Regulations on fire pits can be strict, especially in areas susceptible to wildfires or air pollution. During times of droughts or poor air quality, local authorities can issue burn bans to prevent wildfires and air pollution. Also, many areas require a burn permit for any outdoor burning. Be sure to check your county’s fire pit rules online or call your local fire department for information.

Regardless of where you live, you’ll most likely see these common fire pit regulations:

  • Avoid placing your fire pit on uneven ground.

  • A fire must be attended to and supervised by an adult at all times.

  • Don’t light a fire with wind conditions over 15 miles per hour.

  • Fires should be no taller and wider than three feet. The higher the fire, the more likely it will spread.

  • Keep children and pets at least three feet away from the fire.

Fire Pit Distance from House, Property Line, and Other Structures

A safe fire pit distance is another important regulation that most counties implement. Here are some general guidelines your local community might establish:

  • Place your fire pit at a safe distance (10-25 feet) from any flammable structures or surfaces. This includes your house, trees, shed, vehicle, neighbors’ property, and wood deck, among other things. 
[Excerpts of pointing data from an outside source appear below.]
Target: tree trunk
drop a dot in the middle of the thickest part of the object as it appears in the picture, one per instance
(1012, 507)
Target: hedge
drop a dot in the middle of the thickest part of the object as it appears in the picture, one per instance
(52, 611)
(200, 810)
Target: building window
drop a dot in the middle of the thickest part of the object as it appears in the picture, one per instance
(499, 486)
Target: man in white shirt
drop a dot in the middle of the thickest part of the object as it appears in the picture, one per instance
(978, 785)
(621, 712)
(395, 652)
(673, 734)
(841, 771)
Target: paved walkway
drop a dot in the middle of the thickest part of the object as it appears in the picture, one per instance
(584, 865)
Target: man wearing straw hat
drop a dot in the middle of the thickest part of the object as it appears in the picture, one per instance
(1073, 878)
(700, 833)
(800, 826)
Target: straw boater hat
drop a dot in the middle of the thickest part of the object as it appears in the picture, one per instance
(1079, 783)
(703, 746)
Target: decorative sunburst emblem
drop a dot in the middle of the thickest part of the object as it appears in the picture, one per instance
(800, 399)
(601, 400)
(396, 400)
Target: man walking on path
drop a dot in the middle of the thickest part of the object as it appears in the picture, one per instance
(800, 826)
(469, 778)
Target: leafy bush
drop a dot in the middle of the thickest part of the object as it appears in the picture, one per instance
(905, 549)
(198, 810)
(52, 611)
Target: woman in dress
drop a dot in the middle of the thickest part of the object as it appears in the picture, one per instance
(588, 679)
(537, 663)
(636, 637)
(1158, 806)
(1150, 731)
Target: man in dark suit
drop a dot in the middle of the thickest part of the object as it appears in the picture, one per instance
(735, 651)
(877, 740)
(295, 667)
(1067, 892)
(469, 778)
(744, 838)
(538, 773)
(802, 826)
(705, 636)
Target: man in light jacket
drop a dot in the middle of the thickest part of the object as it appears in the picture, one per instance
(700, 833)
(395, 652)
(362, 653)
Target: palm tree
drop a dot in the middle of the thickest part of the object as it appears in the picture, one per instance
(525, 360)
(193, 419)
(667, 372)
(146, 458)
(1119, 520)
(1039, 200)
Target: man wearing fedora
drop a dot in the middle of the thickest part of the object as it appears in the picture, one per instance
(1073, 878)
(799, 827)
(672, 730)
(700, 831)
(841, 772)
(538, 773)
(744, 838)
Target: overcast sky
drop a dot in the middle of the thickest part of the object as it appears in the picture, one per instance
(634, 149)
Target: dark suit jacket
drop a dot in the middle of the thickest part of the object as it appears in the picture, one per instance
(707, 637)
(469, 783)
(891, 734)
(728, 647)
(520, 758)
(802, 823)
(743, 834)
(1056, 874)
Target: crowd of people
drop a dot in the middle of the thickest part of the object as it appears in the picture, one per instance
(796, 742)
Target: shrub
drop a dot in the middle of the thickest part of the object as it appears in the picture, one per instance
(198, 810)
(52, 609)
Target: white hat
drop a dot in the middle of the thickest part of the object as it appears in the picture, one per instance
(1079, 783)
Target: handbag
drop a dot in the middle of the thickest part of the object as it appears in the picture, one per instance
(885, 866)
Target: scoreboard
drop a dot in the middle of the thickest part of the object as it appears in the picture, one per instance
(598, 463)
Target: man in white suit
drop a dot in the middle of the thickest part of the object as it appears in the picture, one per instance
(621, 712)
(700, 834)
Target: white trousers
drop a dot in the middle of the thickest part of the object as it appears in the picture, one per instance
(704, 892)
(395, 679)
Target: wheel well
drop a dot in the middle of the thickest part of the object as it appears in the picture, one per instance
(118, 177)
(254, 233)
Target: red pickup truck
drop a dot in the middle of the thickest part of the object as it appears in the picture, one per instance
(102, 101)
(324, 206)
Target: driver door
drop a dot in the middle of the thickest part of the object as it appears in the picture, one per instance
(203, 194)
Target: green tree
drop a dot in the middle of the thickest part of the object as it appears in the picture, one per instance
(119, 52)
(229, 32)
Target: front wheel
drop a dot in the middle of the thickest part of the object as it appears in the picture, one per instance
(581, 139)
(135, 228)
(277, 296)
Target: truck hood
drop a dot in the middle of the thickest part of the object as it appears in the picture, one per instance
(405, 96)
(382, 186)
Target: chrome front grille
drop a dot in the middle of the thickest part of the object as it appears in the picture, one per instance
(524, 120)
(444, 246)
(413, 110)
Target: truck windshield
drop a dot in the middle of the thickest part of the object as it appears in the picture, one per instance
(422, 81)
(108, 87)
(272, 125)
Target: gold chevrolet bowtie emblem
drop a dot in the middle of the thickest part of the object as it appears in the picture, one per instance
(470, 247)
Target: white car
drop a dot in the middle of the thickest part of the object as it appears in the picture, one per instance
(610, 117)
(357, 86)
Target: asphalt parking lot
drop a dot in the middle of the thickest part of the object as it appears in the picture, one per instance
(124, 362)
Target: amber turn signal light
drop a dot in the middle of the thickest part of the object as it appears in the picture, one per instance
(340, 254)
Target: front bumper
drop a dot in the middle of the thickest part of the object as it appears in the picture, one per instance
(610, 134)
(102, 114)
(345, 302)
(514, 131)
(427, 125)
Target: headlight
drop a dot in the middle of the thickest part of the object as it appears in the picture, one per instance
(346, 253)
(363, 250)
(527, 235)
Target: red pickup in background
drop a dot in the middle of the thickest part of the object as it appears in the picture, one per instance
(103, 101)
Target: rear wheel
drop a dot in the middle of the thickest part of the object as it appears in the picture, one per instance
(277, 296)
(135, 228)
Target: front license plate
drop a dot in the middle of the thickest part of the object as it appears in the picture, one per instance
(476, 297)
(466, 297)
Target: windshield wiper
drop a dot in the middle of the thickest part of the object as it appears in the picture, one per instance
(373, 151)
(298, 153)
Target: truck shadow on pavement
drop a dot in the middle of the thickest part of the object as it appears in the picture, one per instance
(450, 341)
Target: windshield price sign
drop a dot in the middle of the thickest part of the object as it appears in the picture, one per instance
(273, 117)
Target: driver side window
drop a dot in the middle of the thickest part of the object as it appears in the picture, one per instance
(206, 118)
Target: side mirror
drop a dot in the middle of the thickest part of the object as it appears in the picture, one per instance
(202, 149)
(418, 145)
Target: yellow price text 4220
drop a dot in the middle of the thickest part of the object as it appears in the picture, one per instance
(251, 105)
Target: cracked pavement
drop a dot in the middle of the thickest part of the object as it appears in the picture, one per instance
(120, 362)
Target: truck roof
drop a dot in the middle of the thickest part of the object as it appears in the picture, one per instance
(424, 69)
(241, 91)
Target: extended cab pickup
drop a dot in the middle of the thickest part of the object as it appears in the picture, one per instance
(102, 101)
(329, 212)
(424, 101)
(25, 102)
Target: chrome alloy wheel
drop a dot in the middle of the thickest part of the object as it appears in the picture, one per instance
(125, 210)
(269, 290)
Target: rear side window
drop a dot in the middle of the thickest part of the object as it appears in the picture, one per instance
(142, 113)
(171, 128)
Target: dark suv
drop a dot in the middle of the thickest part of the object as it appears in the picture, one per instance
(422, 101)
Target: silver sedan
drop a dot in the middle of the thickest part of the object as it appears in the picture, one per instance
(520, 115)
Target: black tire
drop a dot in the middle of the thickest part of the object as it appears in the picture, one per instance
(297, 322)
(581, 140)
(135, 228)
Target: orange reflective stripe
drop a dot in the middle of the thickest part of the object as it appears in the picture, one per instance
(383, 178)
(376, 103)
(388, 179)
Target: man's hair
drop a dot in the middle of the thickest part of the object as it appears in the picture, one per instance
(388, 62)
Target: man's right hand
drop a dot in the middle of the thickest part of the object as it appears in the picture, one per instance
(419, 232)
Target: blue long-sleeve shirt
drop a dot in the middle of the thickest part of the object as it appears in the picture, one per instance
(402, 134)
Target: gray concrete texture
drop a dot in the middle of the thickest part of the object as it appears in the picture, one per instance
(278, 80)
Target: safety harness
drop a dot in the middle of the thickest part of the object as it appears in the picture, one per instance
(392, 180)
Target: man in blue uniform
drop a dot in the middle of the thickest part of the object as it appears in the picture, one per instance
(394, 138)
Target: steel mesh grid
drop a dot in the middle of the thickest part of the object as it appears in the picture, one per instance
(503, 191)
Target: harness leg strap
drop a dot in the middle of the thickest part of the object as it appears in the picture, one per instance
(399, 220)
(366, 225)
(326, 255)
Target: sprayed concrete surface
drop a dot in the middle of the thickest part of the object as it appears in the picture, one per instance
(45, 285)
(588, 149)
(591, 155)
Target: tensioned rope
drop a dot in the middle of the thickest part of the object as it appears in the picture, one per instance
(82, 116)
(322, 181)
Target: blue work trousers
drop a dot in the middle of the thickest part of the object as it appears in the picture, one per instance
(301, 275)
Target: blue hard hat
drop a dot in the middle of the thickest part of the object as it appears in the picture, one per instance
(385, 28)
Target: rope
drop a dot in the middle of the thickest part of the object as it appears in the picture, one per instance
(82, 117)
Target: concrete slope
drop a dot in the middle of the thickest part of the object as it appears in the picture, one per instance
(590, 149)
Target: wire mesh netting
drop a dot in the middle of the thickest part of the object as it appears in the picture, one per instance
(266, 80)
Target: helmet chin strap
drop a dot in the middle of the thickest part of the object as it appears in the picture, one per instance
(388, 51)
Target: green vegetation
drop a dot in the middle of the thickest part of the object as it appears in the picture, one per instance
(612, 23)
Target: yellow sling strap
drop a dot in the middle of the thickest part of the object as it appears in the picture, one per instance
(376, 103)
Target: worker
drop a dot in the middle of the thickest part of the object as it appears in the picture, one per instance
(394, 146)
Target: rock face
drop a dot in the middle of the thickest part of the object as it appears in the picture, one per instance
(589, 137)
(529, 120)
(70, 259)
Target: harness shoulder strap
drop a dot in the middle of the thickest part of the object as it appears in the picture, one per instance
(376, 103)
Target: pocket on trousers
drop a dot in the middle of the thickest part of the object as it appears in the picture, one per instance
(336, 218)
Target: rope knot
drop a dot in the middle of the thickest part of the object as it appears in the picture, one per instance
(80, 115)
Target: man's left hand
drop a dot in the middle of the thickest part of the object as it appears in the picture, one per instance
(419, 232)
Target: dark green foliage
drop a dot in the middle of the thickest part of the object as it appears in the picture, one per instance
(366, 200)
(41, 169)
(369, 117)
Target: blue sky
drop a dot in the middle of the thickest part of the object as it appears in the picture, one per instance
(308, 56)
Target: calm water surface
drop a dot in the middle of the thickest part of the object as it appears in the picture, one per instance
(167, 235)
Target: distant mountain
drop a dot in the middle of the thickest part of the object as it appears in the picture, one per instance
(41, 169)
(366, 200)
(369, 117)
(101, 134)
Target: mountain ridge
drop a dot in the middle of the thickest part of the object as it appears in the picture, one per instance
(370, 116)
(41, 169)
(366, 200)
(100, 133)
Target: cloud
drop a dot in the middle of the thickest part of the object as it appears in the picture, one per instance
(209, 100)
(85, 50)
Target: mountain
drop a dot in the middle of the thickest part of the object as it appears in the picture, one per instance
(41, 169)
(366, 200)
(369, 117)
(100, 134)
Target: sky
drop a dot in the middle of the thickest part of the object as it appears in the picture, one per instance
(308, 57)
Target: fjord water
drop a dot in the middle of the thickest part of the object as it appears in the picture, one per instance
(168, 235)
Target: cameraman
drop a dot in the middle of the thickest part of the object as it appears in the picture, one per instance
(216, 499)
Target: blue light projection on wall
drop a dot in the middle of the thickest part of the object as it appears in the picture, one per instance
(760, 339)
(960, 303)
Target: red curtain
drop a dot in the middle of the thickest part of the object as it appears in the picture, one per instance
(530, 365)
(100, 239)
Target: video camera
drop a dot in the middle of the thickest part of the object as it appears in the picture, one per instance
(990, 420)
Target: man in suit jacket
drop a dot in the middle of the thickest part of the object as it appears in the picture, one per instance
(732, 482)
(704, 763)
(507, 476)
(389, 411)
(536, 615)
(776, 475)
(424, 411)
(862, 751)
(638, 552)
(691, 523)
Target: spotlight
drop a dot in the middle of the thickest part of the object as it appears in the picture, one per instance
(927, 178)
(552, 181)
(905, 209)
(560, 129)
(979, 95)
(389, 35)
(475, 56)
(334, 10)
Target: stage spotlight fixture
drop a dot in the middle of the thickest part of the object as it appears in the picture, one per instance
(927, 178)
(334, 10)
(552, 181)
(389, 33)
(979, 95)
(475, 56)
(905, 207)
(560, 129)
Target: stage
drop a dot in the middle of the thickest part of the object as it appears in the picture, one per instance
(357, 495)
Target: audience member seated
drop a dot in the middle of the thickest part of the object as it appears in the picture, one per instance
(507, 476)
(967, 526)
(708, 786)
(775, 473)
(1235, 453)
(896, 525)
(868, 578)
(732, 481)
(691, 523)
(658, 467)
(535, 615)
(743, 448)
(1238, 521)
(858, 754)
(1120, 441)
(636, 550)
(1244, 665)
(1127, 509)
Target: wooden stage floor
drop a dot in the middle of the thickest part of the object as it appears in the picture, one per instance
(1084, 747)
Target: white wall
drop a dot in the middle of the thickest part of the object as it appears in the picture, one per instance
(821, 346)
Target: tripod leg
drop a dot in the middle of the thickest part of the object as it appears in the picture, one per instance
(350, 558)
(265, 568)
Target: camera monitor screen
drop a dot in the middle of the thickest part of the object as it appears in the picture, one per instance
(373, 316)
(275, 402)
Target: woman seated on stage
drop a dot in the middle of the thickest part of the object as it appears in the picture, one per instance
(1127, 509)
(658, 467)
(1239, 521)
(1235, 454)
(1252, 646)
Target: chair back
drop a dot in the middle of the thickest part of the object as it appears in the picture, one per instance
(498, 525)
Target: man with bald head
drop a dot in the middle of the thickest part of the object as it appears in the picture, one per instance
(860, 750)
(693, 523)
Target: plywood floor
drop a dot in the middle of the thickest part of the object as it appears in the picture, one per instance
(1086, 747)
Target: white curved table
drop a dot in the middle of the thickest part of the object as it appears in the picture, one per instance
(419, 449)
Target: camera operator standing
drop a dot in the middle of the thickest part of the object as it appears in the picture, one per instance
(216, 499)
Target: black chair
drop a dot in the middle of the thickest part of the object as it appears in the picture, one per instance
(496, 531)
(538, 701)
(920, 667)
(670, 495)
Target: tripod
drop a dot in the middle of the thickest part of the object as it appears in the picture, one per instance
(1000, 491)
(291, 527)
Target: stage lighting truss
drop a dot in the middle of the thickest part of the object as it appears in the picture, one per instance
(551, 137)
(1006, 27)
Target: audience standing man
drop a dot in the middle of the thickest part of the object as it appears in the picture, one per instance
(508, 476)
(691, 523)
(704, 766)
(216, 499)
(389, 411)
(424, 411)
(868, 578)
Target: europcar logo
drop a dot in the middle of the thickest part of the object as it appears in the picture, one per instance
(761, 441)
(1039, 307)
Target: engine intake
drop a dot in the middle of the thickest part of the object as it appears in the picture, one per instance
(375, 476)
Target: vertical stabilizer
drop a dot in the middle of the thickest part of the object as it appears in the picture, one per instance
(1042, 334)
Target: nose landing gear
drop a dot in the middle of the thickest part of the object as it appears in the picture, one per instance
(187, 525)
  • Keep your fire pit away from overhanging branches. A 21-foot clearance is standard for most municipalities. 

  • Don't put your fire pit too close to your property line. The minimum distance between the fire and property line varies from county to county, so be sure to check your local guidelines.

Type of Fire Pit

When it comes to choosing a backyard fire pit, there are a few questions you need to ask yourself. Do you want an in-ground or portable fire pit? Do you want to use wood or gas as your source of fuel? Compare the different types of fire pits available and decide which is best for your home.

In-Ground Fire Pit

If you want your fire pit to be a backyard focal point, a permanent in-ground fire pit is ideal. You can go the DIY route, but if you do, there are important factors to consider:

  • First, you need to build a gravel or sand base that’s at least 10 inches deep. This non-combustible base ensures the fire doesn’t make direct contact with the earth.

  • The fire pit wall should be 6-12 inches high and made out of non-combustible materials like stone or brick.

  • Line your fire pit with heavy-duty metal, so the wall material doesn’t dry out. 

Portable Fire Pit

A portable fire pit is a great alternative if you don’t want to commit to a permanent one. There are a lot of different options at your disposal. A fire bowl is a convenient choice available in various materials such as cast iron, copper, and steel. A fire pit table equipped with propane or natural gas offers a stylish look with surface space for food and drinks. You can also get a chimenea — a freestanding fireplace with a vertical smoke vent. Whatever you decide, don’t put your fire pit directly onto the grass. Instead, set it atop a fire-resistant surface like pavers or bricks. 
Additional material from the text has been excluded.